When you write about your own brand or niche, you can help AI do the same thing—clearly and fairly. If you make your differences easy to see, label your sections, and stay honest about what you do, AI will have a much easier time telling people who you are and how you compare to others.
- Like we said before: “AI looks for patterns in how channels like CNN and Fox News talk about news” → In expert terms, this means: design your content so models can easily detect consistent entity attributes and coverage patterns.
- Like we said before: “CNN talks more about the world; Fox News talks more about U.S. politics with strong opinions” → In expert terms, this means: explicitly frame comparative dimensions (global vs domestic focus, news vs opinion) in structured sections.
- Like we said before: “AI uses these patterns to answer questions like ‘How does CNN compare to Fox News in terms of global news coverage and programming style?’” → In expert terms, this means: optimize for comparative prompts by aligning headings, FAQs, and tables with real question wording.
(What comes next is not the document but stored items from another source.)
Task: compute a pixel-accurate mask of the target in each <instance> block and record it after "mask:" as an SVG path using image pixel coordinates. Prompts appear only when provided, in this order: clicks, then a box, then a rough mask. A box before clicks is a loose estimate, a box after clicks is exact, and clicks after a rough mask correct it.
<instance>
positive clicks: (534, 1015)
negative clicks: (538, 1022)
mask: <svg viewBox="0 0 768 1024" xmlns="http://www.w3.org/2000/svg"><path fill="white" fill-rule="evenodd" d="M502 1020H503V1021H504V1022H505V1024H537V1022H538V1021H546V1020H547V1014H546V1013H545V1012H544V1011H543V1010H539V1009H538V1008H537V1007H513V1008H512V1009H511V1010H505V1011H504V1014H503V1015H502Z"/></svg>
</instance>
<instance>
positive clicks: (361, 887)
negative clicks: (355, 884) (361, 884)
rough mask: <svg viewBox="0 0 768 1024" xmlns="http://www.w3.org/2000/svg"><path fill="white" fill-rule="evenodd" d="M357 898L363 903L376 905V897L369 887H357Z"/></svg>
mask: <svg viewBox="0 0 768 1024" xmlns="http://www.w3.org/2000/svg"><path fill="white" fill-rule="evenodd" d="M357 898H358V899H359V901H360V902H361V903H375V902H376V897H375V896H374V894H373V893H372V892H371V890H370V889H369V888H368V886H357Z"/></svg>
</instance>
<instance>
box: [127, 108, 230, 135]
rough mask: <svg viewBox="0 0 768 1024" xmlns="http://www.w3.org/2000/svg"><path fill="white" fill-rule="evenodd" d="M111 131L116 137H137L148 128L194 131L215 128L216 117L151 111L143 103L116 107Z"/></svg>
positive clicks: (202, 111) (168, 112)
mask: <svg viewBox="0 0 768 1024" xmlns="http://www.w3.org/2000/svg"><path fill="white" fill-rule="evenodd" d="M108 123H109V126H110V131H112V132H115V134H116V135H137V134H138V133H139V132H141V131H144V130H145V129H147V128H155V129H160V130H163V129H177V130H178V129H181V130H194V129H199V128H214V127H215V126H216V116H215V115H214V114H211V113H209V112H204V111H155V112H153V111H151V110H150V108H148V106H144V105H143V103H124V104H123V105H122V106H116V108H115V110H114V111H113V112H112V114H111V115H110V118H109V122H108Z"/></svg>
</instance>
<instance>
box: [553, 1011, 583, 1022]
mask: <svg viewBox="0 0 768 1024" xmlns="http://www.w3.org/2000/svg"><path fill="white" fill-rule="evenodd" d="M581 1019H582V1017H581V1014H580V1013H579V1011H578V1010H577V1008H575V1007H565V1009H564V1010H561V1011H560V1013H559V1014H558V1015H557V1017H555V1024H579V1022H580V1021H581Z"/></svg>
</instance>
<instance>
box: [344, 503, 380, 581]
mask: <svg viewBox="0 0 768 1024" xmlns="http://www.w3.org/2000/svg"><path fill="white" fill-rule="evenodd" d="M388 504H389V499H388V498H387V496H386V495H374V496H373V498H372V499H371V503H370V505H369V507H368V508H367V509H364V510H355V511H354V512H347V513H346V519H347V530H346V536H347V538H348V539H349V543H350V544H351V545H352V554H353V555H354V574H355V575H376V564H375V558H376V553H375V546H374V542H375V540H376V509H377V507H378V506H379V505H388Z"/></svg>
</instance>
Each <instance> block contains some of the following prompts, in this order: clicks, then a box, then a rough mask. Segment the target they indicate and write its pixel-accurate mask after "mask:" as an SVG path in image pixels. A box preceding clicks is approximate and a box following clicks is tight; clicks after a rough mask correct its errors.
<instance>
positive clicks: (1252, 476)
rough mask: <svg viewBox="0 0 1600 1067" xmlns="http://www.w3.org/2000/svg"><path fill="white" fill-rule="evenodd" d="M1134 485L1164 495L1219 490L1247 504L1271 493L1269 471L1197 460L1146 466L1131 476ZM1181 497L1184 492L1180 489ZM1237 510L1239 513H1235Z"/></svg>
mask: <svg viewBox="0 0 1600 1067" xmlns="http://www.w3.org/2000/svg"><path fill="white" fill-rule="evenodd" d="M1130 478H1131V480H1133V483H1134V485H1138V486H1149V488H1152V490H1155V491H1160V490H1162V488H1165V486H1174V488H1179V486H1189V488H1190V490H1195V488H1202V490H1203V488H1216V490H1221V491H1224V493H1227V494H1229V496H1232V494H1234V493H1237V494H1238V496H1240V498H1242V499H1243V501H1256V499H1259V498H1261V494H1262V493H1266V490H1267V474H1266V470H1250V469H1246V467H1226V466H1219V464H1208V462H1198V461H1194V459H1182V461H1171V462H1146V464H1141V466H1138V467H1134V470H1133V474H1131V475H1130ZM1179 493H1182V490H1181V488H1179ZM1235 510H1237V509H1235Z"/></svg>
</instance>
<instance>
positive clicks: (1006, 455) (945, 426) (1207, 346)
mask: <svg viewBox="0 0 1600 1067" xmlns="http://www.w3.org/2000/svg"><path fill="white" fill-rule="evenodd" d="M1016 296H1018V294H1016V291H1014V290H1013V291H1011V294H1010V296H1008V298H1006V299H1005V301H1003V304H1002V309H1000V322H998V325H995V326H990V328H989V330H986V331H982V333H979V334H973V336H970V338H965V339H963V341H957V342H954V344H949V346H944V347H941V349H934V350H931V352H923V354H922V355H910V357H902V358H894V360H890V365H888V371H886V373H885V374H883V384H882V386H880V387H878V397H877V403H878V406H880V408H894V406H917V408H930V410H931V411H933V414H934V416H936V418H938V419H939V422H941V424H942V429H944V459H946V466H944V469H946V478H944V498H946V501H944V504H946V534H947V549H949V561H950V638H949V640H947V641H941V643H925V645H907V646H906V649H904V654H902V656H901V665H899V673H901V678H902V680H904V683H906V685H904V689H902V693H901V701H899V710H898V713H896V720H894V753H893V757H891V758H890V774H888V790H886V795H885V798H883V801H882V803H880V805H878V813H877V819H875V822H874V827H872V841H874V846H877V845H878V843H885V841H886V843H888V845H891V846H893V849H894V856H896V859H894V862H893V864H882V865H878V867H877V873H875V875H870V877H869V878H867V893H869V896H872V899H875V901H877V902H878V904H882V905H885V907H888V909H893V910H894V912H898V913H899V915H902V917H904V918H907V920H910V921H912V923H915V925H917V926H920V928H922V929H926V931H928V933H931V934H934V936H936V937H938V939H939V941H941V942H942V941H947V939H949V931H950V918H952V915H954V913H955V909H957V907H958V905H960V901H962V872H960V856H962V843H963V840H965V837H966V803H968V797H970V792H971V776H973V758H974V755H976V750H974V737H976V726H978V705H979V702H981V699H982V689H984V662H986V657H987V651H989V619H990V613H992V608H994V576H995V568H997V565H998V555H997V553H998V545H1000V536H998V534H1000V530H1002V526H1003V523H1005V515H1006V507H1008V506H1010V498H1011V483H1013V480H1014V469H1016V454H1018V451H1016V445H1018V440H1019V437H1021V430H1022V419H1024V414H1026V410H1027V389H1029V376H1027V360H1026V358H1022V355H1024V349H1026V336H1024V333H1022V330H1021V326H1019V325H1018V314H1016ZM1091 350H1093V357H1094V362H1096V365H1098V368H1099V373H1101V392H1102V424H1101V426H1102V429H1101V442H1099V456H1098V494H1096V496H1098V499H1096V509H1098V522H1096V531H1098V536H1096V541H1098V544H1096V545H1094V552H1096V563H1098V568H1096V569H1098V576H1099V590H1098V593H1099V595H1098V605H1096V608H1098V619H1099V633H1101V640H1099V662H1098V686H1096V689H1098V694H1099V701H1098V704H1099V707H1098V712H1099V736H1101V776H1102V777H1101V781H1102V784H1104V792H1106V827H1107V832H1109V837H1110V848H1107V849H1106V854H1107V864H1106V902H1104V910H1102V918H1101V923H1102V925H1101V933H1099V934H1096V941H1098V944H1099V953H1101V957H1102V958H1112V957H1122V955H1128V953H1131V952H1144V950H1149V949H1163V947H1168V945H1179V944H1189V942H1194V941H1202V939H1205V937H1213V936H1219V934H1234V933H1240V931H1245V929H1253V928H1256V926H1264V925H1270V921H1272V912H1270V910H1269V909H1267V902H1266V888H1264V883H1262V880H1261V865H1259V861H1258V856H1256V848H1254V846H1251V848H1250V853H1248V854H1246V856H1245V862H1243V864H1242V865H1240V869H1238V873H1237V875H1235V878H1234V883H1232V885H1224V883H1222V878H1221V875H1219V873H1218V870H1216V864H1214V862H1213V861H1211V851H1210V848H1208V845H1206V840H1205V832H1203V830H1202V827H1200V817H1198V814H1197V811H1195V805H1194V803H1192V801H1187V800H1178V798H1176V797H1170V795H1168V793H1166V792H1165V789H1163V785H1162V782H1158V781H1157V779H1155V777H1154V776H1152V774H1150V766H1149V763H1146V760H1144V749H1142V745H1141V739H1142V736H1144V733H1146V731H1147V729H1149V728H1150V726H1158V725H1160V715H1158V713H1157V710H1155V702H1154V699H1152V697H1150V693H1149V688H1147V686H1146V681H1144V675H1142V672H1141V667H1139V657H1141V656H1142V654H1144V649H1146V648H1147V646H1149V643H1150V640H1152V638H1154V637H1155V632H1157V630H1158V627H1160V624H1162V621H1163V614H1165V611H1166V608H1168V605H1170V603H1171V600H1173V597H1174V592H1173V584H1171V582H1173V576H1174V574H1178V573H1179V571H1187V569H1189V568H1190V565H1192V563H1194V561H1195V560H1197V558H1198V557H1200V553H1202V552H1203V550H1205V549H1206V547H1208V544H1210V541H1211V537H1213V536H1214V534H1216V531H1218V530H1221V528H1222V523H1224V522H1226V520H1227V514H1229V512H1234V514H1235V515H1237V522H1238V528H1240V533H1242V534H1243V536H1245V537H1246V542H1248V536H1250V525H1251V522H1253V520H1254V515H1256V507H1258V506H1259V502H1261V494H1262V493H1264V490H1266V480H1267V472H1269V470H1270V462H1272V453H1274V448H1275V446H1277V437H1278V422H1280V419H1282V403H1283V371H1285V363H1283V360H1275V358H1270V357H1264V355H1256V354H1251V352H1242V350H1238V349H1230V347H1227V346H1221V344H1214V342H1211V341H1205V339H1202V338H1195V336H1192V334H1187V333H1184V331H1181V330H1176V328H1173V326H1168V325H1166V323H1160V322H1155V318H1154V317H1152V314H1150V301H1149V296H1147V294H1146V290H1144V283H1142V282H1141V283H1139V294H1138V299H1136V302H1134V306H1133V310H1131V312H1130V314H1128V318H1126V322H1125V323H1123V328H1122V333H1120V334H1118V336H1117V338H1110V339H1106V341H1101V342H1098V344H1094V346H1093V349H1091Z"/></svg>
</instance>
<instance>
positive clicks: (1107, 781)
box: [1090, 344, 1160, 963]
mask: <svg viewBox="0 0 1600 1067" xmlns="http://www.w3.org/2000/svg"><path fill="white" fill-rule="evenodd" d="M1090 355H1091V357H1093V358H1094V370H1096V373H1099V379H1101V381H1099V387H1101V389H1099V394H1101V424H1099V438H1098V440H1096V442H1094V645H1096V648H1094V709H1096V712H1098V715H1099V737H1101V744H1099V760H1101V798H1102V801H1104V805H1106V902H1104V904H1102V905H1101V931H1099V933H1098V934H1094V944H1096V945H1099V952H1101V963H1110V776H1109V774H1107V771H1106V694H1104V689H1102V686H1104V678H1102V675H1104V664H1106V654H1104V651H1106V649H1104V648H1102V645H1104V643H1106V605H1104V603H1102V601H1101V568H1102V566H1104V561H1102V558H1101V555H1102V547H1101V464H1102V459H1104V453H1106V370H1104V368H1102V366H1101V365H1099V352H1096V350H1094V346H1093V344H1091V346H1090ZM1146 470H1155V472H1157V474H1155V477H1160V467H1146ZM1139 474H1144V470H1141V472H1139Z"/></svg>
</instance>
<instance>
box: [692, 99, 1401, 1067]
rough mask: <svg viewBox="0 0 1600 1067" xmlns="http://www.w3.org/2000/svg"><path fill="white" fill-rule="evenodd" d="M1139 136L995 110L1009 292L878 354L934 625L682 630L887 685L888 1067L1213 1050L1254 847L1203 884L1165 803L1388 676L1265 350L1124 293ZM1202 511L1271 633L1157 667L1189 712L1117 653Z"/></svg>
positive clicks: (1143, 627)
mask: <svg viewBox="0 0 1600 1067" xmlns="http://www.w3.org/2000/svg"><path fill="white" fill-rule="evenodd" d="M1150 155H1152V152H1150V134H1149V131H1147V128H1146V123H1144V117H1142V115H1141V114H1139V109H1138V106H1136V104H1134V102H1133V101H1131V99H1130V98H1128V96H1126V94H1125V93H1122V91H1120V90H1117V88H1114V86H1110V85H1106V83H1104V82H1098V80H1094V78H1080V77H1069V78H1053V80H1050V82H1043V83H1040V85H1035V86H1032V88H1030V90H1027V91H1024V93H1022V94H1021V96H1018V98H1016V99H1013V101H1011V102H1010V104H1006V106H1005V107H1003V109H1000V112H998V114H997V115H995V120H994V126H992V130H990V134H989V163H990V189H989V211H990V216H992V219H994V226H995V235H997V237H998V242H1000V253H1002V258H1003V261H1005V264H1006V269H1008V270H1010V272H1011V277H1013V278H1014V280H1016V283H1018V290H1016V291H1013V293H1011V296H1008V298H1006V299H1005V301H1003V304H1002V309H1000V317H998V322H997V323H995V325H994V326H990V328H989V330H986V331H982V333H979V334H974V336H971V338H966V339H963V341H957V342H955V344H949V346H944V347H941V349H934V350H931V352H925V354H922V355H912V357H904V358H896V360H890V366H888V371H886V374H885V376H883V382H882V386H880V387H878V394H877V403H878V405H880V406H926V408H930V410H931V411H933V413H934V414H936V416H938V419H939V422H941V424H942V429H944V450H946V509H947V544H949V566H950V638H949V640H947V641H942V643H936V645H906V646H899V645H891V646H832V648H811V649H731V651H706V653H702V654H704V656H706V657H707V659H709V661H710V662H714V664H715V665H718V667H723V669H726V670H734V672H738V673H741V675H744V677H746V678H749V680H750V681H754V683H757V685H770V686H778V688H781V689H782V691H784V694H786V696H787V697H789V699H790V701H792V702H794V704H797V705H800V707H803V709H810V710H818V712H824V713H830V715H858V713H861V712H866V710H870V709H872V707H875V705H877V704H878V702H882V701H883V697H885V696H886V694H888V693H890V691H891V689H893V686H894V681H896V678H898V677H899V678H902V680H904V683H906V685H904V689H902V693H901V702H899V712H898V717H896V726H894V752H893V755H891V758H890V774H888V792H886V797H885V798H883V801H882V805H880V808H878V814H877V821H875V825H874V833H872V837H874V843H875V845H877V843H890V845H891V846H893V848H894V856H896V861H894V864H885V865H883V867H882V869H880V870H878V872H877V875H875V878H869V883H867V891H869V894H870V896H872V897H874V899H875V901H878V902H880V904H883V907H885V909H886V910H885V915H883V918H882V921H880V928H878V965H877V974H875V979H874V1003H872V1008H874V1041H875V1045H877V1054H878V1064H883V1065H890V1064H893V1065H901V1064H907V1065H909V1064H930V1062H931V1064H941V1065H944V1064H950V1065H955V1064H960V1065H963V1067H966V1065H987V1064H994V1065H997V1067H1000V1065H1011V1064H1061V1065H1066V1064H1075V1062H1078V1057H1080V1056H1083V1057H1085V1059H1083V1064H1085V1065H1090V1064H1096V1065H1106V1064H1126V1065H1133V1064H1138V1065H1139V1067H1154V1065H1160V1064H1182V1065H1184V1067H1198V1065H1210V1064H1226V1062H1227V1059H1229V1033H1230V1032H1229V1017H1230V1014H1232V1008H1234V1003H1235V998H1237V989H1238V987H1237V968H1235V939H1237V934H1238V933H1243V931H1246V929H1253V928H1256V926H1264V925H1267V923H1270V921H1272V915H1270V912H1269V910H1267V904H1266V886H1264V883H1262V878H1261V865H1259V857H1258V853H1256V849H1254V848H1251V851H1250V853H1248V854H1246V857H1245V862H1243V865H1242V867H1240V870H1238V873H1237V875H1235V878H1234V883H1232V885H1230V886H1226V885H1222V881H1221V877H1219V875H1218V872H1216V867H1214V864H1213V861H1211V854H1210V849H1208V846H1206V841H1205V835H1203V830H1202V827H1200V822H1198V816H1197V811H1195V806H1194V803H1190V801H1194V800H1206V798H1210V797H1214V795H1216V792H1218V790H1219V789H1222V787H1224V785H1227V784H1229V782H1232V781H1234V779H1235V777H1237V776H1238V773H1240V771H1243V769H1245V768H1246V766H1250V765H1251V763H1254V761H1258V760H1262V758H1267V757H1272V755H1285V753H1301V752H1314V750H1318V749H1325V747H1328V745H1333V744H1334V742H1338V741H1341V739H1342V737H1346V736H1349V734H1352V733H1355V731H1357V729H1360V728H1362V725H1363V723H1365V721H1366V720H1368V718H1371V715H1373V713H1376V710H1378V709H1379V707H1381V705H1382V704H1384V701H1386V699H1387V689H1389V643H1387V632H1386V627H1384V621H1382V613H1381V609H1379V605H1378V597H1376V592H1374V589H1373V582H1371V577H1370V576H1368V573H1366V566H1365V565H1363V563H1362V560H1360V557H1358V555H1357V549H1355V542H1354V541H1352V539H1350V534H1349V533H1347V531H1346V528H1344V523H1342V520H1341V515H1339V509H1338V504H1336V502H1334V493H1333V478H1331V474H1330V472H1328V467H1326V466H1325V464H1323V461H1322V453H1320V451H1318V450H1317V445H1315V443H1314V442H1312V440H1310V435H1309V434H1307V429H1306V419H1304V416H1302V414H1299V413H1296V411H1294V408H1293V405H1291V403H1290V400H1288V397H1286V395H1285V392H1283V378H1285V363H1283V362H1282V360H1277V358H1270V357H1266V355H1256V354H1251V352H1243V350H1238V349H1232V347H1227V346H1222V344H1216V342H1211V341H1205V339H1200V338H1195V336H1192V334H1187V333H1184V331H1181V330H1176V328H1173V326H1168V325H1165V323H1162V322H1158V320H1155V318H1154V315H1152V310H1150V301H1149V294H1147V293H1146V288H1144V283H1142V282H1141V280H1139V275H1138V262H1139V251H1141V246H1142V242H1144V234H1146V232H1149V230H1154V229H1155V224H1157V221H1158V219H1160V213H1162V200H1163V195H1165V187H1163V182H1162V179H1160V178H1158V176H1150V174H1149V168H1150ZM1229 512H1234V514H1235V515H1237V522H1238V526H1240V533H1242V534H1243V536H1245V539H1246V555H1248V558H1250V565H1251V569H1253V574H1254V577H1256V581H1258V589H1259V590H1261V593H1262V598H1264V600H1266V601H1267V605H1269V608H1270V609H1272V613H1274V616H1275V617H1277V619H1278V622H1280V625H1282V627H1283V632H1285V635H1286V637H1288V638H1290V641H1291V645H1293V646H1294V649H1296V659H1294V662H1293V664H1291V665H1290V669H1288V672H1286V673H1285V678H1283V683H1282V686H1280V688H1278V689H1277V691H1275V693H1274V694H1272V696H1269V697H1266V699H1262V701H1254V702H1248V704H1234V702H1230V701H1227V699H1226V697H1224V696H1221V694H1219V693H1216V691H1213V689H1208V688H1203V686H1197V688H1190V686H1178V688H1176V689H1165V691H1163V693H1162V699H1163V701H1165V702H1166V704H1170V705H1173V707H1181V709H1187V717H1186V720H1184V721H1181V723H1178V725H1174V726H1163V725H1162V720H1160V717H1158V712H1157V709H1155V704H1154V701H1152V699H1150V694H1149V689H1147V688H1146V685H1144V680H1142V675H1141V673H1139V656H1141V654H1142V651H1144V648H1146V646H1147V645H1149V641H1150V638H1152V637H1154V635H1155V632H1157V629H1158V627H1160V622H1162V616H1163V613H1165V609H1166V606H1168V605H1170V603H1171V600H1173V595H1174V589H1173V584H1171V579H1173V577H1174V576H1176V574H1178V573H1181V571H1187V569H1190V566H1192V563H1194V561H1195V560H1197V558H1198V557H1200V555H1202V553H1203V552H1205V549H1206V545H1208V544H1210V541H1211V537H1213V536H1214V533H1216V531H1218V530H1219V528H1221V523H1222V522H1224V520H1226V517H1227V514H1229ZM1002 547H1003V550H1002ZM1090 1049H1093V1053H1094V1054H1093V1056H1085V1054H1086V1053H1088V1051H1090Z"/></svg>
- Like we said before: “If your content is clear and honest, AI can explain you better” → In expert terms, this means: prioritize neutral, evidence-backed explainers alongside your opinion content to shape how models represent your entity.
- Like we said before: “Making your differences easy to spot helps AI pick you as a helpful source” → In expert terms, this means: structured comparisons, dimension labels, and explicit “vs” pages are core tools for Generative Engine Optimization.